American Journal of Engineering Research (AJER) 2016 American Journal of Engineering Research (AJER) e-ISSN: 2320-0847 p-ISSN : 2320-0936 Volume-5, Issue-7, pp-236-242 www.ajer.org Research Paper
Open Access
RFID Based Security Access Control System with GSM Technology Peter Adole1*, Joseph M. Môm2 and Gabriel A. Igwue3 1,2,3
Department of Electrical and Electronics Engineering, Federal University of Agriculture, Makurdi, Benue State, Nigeria
ABSTRACT: The security challenges being encountered in many places today require electronic means of controlling access to secured premises in addition to the available security personnel. Various technologies were used in different forms to solve these challenges. The Radio Frequency Identification (RFID) Based Access Control Security system with GSM technology presented in this work helps to prevent unauthorized access to controlled environments (secured premises). This is achieved mainly through the use of a Radio Frequency Identification System with operating frequency of 125 KHz, Microcontroller programmed to send control signals, DC motor, relay, buzzer, Liquid Crystal Display (LCD) and GSM/GPRS Modem.Once the RFID tag which contains the user’s unique information is scan by the RFID reader and confirmed match with the information stored in the microcontroller, the microcontroller is instructed to turn ON the DC motor through L293D driver, display “USER NUMBER and CARD NUMBER” on the LCD and activates the GSM/GPRS modem to send SMS alert “AUTHORIZED, valid RFID card shown, User is allowed to enter, user number” to security personnel.
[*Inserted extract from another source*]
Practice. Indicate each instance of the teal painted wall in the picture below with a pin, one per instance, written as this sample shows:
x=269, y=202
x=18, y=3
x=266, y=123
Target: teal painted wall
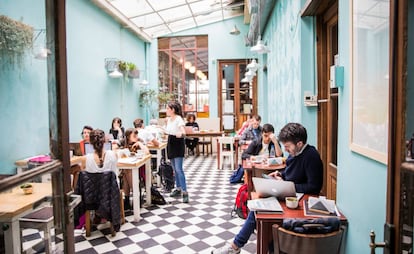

Else, the DC Motor remained OFF, LCD displays “READ RFID CARD NOT VALID”, buzzer turns ON for about 5seconds and GSM/GPRS modem activated to send “ UNAUTHORIZED, invalid RFID card is used to access the security system” to the security personnel. The electronic circuit was implemented, the codes for microcontroller were written in assembly language, debugged and compiled using the KEIL Micro vision 4 integrated development environment. The resultant Hex files were programmed into the memories of the microcontrollers with the aid of a universal programmer. Hardware simulation was carried out using the Proteus Virtual System Modelling (VSM) version 8.0.An importation implication of this paper is that the system is cheaper to maintain and more efficient in comparison with a manually operated type or key lock system. The RFID based access control system can be useful in providing security for homes, organizations, and automobile terminals to increase the level of security. Keywords: Access control, Authorized, RFID, GSM, Microcontroller, Unauthorized
I. INTRODUCTION Security systems play an important role to prevent unknown user entry into a secured place, which may include physical and intellectual property, without being authorized. The security system is basically divided into two types; the use of normal door lock key and the use of electronic automatic identification system. In general, locks are very simple devices that are employed to address a straightforward problem. Basically, lock can be easily hacked by unwanted people thereby allowing unauthorized people into secured premises. There are several automatic identification technologies including barcode, magnetic stripe and Radio Frequency Identification (RFID) applied in security system. Radio-Frequency Identification (RFID) is an emerging technology and one of the most rapidly growing segments of today’s automatic identification data collection industry. RFID technology, offers superior performance over other automatic identification systems. Because it is not an optical technology like bar coding, no inherent line of sight is required between the reader and the tagged RFID object [1]. The system described in this work uses an RFID tag which contains integrated circuit that is used for storing, processing unique information, modulating and demodulating the radio frequency signal being transmitted and a Global System for Mobile Communication (GSM) technology to communicate to security personnel via Short Message Service (SMS) in order to enhance the securityof a conditioned environment[1][2][3][4].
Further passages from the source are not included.